RDC – Ouganda : Kinshasa hausse le ton après l’ouverture controversée de frontières dans les zones sous contrôle du M23

Dans une démarche à la fois vigoureuse et empreinte de gravité diplomatique, la Ministre d’État, Ministre des Affaires étrangères de la République Démocratique du Congo, Thérèse Kayikwamba Wagner, a convoqué ce jour l’Ambassadeur de la République d’Ouganda accrédité à Kinshasa. Cette convocation fait suite à l’ouverture unilatérale des frontières ougandaises avec certaines localités de l’Est de la RDC actuellement sous occupation du mouvement rebelle M23/AFC, une organisation armée qualifiée de terroriste par les autorités congolaises.

Cette initiative de Kampala est perçue à Kinshasa non seulement comme une entorse flagrante au principe de non-ingérence dans les affaires internes d’un État souverain, mais également comme une atteinte manifeste à l’intégrité territoriale de la République Démocratique du Congo, consacrée par la Charte des Nations Unies et les instruments juridiques régionaux et continentaux.

Dans un communiqué officiel rendu public dans la soirée, le ministère des Affaires étrangères de la RDC indique que la Ministre d’État a, au cours de l’entretien avec le diplomate ougandais, exprimé la profonde indignation du gouvernement congolais face à ce qu’elle qualifie de « développement préoccupant et potentiellement déstabilisateur pour l’ensemble de la région des Grands Lacs ».

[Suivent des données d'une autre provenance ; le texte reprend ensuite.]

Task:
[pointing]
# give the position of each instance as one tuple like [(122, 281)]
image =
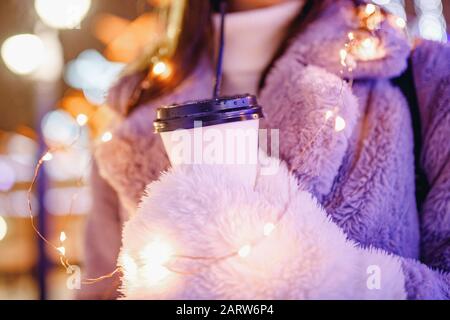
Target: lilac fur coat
[(363, 176)]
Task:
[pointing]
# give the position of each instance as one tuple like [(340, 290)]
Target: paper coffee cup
[(219, 132)]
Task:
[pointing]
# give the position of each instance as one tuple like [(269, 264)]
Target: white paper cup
[(220, 132)]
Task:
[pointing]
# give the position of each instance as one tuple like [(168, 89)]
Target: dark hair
[(194, 38)]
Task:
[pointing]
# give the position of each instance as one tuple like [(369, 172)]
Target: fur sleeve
[(102, 242), (200, 234), (431, 67)]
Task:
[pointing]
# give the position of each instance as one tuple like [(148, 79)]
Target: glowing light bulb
[(82, 119), (268, 228), (23, 53), (3, 228), (61, 250), (47, 156), (62, 236), (154, 256), (370, 9), (62, 14), (244, 251), (400, 22), (107, 136), (161, 69), (339, 124)]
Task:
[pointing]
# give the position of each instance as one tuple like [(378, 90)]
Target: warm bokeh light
[(82, 119), (23, 53), (107, 136), (154, 256), (47, 157), (62, 14)]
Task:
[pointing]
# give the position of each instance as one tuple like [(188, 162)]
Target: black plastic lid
[(210, 112)]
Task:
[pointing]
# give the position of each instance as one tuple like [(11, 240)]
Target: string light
[(62, 236), (161, 69), (47, 156), (62, 250), (156, 255), (400, 22)]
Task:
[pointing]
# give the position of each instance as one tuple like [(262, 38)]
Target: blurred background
[(58, 59)]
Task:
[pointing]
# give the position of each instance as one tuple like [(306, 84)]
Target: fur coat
[(351, 208)]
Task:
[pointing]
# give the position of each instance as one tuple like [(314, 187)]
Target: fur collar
[(307, 73)]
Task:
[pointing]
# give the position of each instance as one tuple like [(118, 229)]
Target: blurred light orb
[(62, 14), (82, 119), (7, 176), (431, 28), (3, 228), (59, 128), (23, 53), (93, 74), (107, 136)]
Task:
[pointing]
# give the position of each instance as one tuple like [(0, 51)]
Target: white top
[(251, 41)]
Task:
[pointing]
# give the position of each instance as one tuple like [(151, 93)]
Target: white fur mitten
[(200, 234)]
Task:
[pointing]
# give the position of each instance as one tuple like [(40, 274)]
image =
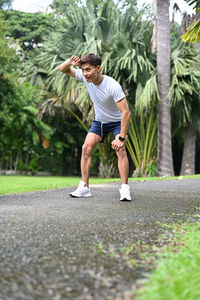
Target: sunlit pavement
[(48, 241)]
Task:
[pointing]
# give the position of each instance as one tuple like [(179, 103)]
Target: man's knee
[(87, 149), (121, 153)]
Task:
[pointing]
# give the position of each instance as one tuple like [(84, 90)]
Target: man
[(111, 114)]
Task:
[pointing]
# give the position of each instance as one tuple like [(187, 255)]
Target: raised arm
[(66, 68)]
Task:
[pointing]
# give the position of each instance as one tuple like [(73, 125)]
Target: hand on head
[(75, 60)]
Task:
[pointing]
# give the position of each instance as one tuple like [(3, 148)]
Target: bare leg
[(91, 141), (123, 164)]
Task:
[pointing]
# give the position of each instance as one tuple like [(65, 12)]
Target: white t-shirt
[(104, 97)]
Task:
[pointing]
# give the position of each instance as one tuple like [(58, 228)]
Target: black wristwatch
[(121, 138)]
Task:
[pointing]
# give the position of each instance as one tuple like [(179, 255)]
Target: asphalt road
[(48, 241)]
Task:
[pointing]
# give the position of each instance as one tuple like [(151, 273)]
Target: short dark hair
[(94, 60)]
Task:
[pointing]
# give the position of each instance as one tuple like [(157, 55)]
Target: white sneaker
[(82, 191), (125, 193)]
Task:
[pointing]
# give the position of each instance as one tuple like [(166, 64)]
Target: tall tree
[(28, 28), (5, 4), (165, 162)]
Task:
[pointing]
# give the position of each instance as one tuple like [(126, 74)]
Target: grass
[(20, 184), (177, 274)]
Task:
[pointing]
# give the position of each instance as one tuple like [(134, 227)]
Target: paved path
[(47, 239)]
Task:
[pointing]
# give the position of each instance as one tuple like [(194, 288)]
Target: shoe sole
[(73, 196), (125, 200)]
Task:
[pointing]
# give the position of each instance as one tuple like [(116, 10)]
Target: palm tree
[(123, 45), (192, 34), (165, 163)]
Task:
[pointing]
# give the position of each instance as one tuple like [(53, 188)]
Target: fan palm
[(123, 45)]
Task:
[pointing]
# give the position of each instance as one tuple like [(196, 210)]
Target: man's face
[(90, 72)]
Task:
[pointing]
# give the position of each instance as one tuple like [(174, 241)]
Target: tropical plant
[(28, 29), (142, 143), (193, 31), (123, 45), (185, 99), (165, 161)]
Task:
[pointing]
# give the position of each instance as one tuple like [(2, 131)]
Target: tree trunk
[(189, 150), (188, 159), (165, 162)]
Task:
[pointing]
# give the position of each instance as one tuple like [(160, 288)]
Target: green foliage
[(5, 3), (193, 33), (28, 28), (185, 85), (142, 143), (177, 272)]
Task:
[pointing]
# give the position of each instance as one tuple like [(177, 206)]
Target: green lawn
[(20, 184), (177, 274)]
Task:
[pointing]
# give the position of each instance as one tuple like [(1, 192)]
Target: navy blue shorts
[(102, 129)]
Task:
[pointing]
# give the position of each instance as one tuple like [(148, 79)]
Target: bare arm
[(125, 120), (66, 68)]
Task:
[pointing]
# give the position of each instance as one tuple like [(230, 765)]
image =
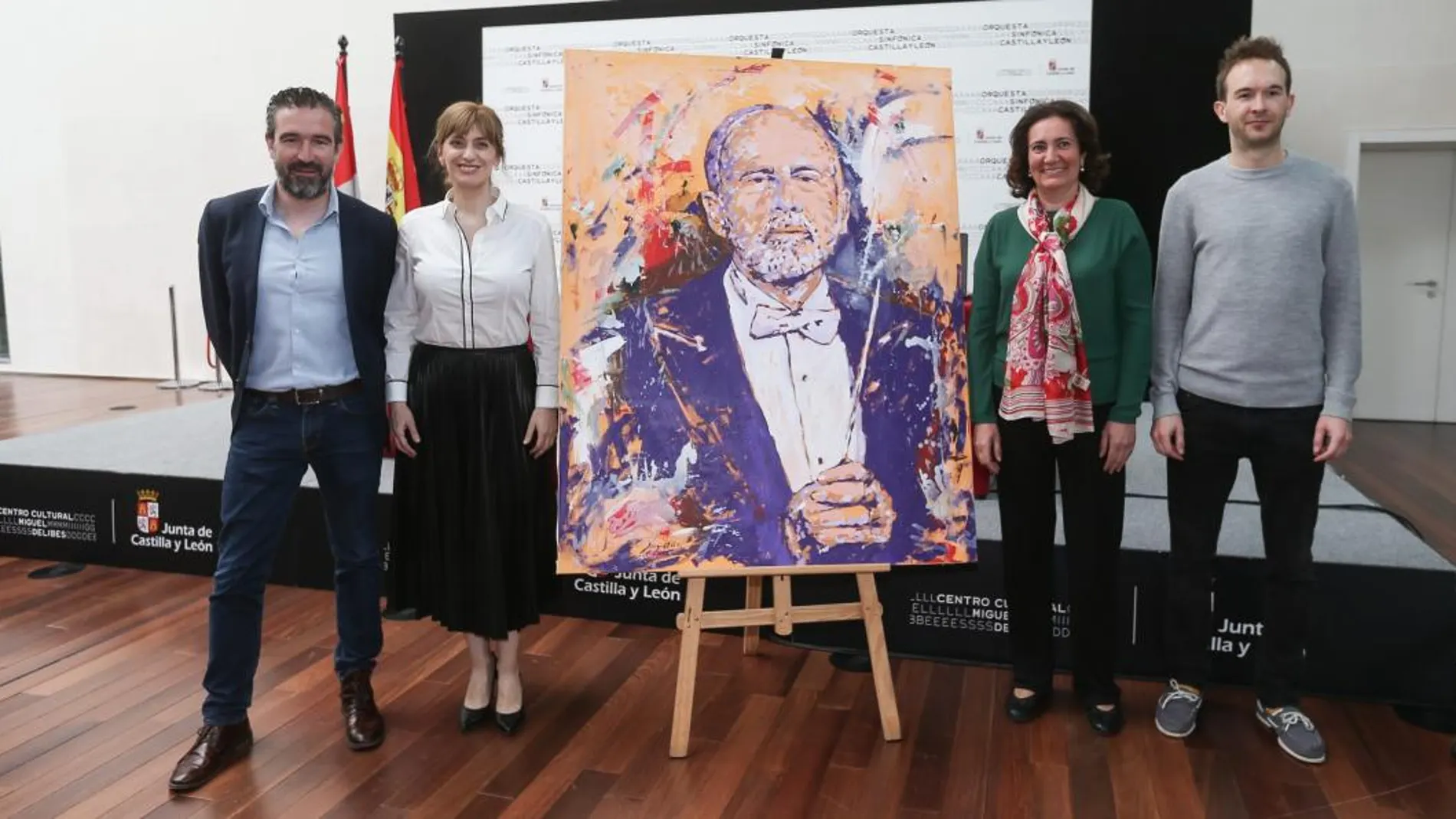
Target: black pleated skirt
[(474, 536)]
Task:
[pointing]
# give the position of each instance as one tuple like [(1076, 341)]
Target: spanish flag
[(404, 184), (346, 172)]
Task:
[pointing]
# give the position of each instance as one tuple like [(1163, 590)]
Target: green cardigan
[(1113, 278)]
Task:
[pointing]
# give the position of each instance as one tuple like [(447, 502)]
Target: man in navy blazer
[(771, 412), (294, 278)]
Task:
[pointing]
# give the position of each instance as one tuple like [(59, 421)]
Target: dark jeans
[(1279, 444), (1092, 503), (273, 445)]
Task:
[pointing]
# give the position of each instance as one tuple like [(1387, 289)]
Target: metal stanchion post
[(176, 383)]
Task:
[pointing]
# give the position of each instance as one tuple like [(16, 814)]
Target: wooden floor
[(100, 694)]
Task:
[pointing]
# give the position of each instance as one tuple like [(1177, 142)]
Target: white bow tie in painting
[(817, 325)]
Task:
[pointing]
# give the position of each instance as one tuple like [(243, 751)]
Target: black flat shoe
[(472, 719), (509, 723), (1027, 709), (1106, 723)]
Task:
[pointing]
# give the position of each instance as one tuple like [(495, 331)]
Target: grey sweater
[(1257, 301)]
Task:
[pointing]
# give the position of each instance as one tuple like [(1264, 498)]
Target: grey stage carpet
[(191, 441)]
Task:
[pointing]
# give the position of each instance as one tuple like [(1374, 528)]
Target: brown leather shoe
[(363, 723), (216, 748)]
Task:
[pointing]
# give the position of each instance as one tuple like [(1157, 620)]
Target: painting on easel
[(760, 316)]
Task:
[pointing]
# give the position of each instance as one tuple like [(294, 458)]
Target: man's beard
[(784, 259), (1271, 137), (303, 186)]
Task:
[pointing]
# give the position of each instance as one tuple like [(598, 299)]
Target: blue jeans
[(273, 444)]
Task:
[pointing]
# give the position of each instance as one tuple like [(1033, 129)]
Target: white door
[(1405, 207)]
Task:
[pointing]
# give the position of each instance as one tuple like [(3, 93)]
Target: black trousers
[(1279, 444), (1092, 503)]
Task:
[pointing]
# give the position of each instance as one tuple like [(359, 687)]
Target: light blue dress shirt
[(302, 329)]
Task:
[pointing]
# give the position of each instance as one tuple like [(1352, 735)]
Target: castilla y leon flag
[(404, 185), (346, 172)]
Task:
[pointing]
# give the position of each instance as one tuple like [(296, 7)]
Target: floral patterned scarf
[(1046, 359)]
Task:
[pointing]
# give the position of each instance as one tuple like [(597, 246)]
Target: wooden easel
[(782, 616)]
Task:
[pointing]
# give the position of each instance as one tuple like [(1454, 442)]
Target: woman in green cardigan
[(1059, 354)]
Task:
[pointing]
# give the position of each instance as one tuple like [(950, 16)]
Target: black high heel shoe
[(472, 719), (1027, 709)]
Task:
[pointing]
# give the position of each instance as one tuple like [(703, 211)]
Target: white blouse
[(510, 294)]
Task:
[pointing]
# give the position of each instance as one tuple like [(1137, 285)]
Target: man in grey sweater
[(1255, 355)]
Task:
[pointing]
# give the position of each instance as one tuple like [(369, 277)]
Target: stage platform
[(1385, 603)]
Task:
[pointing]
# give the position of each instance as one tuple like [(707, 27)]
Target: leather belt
[(313, 395)]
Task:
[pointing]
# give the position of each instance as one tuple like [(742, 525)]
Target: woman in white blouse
[(474, 412)]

L’ouverture de passages frontaliers avec des zones échappant à l’autorité légitime de Kinshasa constitue, selon les autorités congolaises, un précédent dangereux, susceptible d’encourager une dynamique de balkanisation rampante du territoire national. Elle pourrait également porter un coup fatal aux efforts multilatéraux engagés dans le cadre des mécanismes régionaux de paix, notamment le Processus de Nairobi, la Feuille de route de Luanda, et les initiatives conjointes de la CIRGL et de l’Union africaine.

Kinshasa a saisi cette occasion pour rappeler que toute coopération régionale doit impérativement s’inscrire dans le respect strict des frontières héritées de la colonisation (principe de l’intangibilité des frontières), et que toute action bilatérale portant sur des zones de conflit doit se faire en concertation avec les autorités nationales légitimes. « Il ne saurait être question que l’ordre juridique international soit contourné au profit d’intérêts obscurs », a déclaré la ministre selon les termes du communiqué.

Ce nouvel épisode intervient dans un contexte de crispations récurrentes entre la RDC et certains de ses voisins, accusés par Kinshasa de soutenir directement ou indirectement des mouvements armés opérant à l’Est. Malgré les appels au dialogue, plusieurs engagements régionaux peinent à être traduits en actes concrets sur le terrain, alors même que la population civile continue de payer le prix de cette instabilité chronique.

Une saisine du Conseil de sécurité des Nations Unies et une convocation extraordinaire de la Conférence internationale sur la région des Grands Lacs (CIRGL) seraient à l’étude. La diplomatie congolaise entend également saisir l’Union africaine pour exiger une clarification urgente de la position ougandaise sur ce dossier jugé « hautement sensible ». Un rappel à l’ordre n’est pas exclu.